Las primeras amenazas, aquellas que justifican el estado minarquista, ya las traemos incorporadas de fábrica: el miedo a nuestros semejantes, el miedo a nuestros vecinos, el miedo a gentes extrañas… De todo eso necesitamos al parecer que alguien nos defienda porque solos no podremos. Pero para el estado minarquista eso no será suficiente. Necesitará justificar la expansión de su poder, de su control, de sus ejércitos de funcionarios, de su capacidad recaudadora. Entonces propalará la existencia de aterradores enemigos y de  terribles amenazas, mucho mayores que los que ancestralmente ya nos acechan. 

Dependiendo en qué territorio y en qué época nos tocara nacer, nuestros enemigos, el origen de todos nuestros males, podrían ser la burguesía, los comunistas, los judíos, los católicos, los protestantes, los fascistas, los infieles, la metrópoli, los liberales, los herejes, los salvajes, occidente, los contaminadores, las multinacionales, la banca… O, en último término, cualquier vecino expansionista codicioso o imperialista, al acecho de nuestras debilidades. Cualquier cosa que nos resulte ajena, amenazadora o incomprensible: el sometimiento, la esclavitud, el caos, la barbarie, la pobreza, la desigualdad, la superpoblación, la escasez de alimento o energía, el cambio climático, los inmigrantes, la postración a manos de invasores dirigidos por otro rey, de otra raza, de otra religión o de otra lengua. En definitiva, un bestiario de cabecera para políticos y para sus intelectuales de corral. Un libro de conjuros que convierte en amado al líder más miserable, y en protectora a la tiranía más perversa. 

Para alcanzar ese estado de excitación permanente, el estado pone a funcionar a pleno rendimiento todos sus recursos: sus teóricos, sus medios de comunicación, el sistema educativo, los mitos patrios fundacionales… Hasta tal punto resulta eficaz, que no podemos dejar de pensar, aunque racionalicemos que no es así, que de algún modo, cada una de esas cosas constituye realmente un riesgo cierto para cada uno de nosotros. Cuanto mayor sea la amenaza, más tendremos que ceder en pos de nuestra supervivencia.

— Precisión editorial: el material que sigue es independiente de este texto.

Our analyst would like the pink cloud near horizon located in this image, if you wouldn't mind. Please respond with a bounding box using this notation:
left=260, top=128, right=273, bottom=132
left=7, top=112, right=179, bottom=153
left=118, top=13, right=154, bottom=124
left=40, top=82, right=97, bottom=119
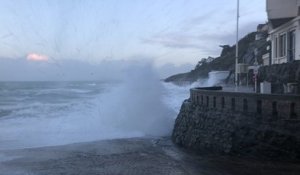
left=27, top=53, right=49, bottom=61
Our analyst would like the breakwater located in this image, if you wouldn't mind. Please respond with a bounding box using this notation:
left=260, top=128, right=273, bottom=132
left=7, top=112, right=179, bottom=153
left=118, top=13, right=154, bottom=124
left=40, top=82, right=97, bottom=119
left=172, top=88, right=300, bottom=159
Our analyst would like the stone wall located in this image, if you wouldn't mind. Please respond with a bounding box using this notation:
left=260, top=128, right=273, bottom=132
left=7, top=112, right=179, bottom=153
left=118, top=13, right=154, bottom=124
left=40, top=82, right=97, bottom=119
left=172, top=89, right=300, bottom=159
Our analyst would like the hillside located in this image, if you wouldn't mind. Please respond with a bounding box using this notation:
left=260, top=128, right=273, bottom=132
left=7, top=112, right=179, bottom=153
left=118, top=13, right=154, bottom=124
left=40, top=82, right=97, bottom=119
left=165, top=32, right=268, bottom=84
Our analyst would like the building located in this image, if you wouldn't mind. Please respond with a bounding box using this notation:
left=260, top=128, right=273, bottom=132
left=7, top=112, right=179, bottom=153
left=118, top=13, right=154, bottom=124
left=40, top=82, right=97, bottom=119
left=264, top=0, right=300, bottom=64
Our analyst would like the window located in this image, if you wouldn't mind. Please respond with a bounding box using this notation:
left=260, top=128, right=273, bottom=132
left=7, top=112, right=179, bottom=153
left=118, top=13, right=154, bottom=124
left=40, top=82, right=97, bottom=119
left=256, top=100, right=262, bottom=114
left=243, top=99, right=248, bottom=112
left=213, top=97, right=217, bottom=108
left=279, top=33, right=286, bottom=57
left=222, top=97, right=225, bottom=108
left=288, top=30, right=296, bottom=61
left=274, top=37, right=278, bottom=58
left=231, top=98, right=235, bottom=111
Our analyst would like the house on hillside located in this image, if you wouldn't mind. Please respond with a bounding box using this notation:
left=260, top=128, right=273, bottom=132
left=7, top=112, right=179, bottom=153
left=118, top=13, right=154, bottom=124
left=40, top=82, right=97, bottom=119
left=264, top=0, right=300, bottom=64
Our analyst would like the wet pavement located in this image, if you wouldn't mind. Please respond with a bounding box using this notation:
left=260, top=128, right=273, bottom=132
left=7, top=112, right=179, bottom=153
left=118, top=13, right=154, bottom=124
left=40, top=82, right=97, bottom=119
left=0, top=138, right=300, bottom=175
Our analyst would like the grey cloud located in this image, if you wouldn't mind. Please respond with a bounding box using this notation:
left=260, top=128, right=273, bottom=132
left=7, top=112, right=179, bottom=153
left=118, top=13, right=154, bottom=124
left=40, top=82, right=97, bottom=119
left=141, top=33, right=200, bottom=49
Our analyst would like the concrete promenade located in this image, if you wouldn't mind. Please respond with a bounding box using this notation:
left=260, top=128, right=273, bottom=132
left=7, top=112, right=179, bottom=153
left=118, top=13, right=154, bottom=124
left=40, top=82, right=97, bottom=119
left=0, top=138, right=300, bottom=175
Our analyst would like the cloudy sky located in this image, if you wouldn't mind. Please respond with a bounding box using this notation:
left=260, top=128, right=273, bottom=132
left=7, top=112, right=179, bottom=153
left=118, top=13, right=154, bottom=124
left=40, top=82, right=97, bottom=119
left=0, top=0, right=266, bottom=80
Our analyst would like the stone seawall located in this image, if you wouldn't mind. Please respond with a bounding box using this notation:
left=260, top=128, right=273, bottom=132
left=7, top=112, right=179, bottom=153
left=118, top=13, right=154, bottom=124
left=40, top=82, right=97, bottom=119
left=172, top=89, right=300, bottom=159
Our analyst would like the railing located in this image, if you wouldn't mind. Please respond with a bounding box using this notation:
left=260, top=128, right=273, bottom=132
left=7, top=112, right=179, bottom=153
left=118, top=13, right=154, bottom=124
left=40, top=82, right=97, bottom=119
left=190, top=89, right=300, bottom=119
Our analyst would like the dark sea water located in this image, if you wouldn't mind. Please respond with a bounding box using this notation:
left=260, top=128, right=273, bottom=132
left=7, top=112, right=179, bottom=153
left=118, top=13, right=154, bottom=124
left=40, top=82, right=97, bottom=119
left=0, top=81, right=188, bottom=149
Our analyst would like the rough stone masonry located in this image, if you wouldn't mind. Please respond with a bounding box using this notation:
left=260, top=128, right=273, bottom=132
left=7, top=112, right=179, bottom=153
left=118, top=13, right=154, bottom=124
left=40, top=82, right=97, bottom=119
left=172, top=89, right=300, bottom=160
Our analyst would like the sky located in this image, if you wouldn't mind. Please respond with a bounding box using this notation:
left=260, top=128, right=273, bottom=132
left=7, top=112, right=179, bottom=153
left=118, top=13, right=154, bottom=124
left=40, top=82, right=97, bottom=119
left=0, top=0, right=267, bottom=80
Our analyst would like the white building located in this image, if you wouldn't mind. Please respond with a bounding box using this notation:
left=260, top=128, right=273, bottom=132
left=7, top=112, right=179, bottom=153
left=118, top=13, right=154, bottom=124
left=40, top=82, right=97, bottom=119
left=267, top=0, right=300, bottom=64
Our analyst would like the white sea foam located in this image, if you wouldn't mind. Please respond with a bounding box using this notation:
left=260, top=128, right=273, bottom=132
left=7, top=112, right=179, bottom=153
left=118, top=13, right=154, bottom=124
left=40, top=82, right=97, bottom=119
left=0, top=64, right=188, bottom=149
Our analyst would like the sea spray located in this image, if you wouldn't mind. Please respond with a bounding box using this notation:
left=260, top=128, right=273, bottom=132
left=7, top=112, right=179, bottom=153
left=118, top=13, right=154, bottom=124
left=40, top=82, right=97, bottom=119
left=0, top=64, right=176, bottom=149
left=100, top=63, right=176, bottom=136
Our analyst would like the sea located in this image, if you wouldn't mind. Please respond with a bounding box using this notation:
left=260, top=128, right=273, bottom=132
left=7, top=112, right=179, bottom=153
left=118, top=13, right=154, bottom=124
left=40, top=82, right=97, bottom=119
left=0, top=80, right=190, bottom=150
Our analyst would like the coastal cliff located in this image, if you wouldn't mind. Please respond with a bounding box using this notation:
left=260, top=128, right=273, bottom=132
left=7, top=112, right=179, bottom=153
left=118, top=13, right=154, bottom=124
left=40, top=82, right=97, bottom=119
left=165, top=32, right=269, bottom=84
left=172, top=89, right=300, bottom=160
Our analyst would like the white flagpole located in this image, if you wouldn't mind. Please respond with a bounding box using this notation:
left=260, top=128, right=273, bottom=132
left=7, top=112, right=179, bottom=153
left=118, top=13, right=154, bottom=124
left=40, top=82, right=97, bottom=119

Se limitará nuestra libertad en nombre de nuestra libertad. Y lo aceptaremos: “si quieres ser libre, obedece”. 

El socialismo es la evolución natural del estado. En nuestros días contemplamos como el proceso se está acelerando vertiginosamente. Es una ingenuidad pretender que pueda existir alguna forma de estado compatible con las libertades individuales, y donde éstas no estén cada vez más restringidas. No existen los estados libres. Jamás nos libraremos del socialismo si no conseguimos librarnos del estado. No existen constituciones ni contrapoderes que puedan frenar su expansión. No hay límite alguno. ¿Quién podría fijar esos límites? El estado es una estructura de poder única, ubicua y con vocación de perpetuidad, que por definición no puede coexistir con ninguna otra. Cualquier estructura social que no esté bajo el control del estado será absorbida y destruida por éste. 

Está en la genética del estado, es su naturaleza profunda. No existen los estados buenos o malos, todos pertenecen a la misma categoría. El estado no negocia con el individuo, el estado se impone al individuo y aplasta su voluntad. Siempre. La convivencia entre uno y otro es, como diría el maestro Bastos “a-po-dic-ti-ca-men-te” imposible. Solo uno de los dos podrá resultar vencedor del otro. 

No puede haber victoria a los puntos, hay que noquear al estado.